Clearly at that moment, he was in denial. And in his case, denial was a beautiful thing.
Many of us live in denial at one time or another in our lives without even realizing it.
Denial is a coping mechanism we use when we encounter something we don’t want to see or think about or accept.
It’s really quite handy, but it can be dangerous as well because it can keep us from acknowledging the truth and moving past hurtful events in our lives. Just because you don’t want to believe something happened doesn’t mean it didn’t happen.
Denial can give us time to adjust to a painful or stressful situation. It’s a survival technique. Some of us grow up in families or live in situations where we need strong coping mechanisms just to help us focus on what we need to do to survive. And, denial can be useful in those cases, as long as it’s temporary.
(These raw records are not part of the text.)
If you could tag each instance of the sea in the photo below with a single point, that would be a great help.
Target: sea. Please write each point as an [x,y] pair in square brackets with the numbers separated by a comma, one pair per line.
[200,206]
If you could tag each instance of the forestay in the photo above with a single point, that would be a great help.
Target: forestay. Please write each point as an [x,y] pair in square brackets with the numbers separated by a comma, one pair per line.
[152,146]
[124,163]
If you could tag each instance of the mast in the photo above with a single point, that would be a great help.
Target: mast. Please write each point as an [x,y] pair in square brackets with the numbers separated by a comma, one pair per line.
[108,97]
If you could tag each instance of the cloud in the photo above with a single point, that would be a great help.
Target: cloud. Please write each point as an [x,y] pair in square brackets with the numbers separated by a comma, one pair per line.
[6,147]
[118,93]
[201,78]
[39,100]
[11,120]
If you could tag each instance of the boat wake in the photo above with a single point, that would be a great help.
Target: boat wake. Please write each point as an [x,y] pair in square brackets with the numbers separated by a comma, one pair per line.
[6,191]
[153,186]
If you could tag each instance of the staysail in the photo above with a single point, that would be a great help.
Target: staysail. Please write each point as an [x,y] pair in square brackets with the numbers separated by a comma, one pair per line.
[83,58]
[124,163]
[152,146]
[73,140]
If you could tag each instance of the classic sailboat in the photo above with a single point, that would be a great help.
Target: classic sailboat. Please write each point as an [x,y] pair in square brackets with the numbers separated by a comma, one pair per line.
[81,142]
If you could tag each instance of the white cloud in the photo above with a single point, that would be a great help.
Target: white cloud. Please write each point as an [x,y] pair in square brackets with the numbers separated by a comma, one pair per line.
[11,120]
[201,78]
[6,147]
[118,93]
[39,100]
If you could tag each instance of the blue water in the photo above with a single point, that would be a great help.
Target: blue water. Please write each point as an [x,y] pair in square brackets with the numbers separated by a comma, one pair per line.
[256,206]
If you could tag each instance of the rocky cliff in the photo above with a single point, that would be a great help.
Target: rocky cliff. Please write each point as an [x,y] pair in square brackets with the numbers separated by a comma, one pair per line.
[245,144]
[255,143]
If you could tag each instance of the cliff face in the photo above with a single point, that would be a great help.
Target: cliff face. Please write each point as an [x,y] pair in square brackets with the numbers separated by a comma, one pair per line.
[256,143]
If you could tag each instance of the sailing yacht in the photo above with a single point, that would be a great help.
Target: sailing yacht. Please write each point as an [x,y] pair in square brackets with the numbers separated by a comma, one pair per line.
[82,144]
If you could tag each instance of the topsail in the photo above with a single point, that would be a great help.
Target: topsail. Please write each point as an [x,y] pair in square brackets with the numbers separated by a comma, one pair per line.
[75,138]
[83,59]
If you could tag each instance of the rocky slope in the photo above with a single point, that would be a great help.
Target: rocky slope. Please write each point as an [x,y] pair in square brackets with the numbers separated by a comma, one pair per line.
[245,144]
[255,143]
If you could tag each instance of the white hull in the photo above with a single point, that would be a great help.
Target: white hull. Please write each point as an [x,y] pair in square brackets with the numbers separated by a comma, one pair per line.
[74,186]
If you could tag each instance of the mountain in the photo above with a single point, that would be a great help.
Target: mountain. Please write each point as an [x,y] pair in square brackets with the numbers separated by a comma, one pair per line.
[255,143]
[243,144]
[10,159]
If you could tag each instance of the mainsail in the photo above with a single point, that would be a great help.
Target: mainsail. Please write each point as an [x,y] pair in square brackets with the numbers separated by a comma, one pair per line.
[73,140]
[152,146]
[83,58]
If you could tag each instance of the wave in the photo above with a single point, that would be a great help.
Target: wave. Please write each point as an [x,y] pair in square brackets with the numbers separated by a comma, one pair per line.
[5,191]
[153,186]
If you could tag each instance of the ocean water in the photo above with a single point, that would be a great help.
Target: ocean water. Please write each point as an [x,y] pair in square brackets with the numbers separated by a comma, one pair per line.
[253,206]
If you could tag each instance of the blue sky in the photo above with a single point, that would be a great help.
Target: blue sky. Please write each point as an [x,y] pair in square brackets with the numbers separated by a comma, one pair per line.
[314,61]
Denial becomes dangerous when it prevents us from adjusting and moving on with our lives. You can be in denial about almost anything: a death, an alcoholic parent, a divorce, an abusive relationship, a job loss, personality flaws, financial troubles, your own abilities.
The more painful the event, the more likely you are to deny that it happened. If you’re anything like me, you’ve denied way too many things in your life for way too long. Just because I want to deny something or pretend it didn’t happen, doesn’t make it any less true.
The only way we can mature and move past our past is to deal with it, its impact and consequences. You can keep pretending that it didn’t happen, but you’ll remain stuck in the past and you may constantly battle depression or anxiety.
So how do you know if you’re in denial?
- Do you hide embarrassing details about your life, your past, or your family?
- Do you dismiss or distrust your feelings?
- Do you think about what your life could have been if only. . .
- Do you feel resentful towards others, i.e. your parents, your mate?
- Are you a people pleaser?
- Do you think things will improve when/if you . . .
- Do you constantly anticipate that a relationship will change or improve?
- Do you dread discussing” the problem”?
We have too many resources today to live in a constant state of denial. Help is available, but first you’ve got to acknowledge there’s a problem. It’s not easy facing issues or events from your past, but facing them head on is the only way to move past them.
At some point, we all have to come to terms with issues and events in our lives just as every child has to come to terms with the fact that their parents get naked (within the sanctity of marriage) and flop around like two fish on a beach.
I’m not talking about small issues like human mating habits. I’m talking about bigger issues. Issues that stop you from living and achieving all that God has planned for your life. No matter what has happened in the past, God has a plan for dealing with it. It’s just a suggestion, but I don’t think denial is His long-term strategy.
What issue might you be in denial about?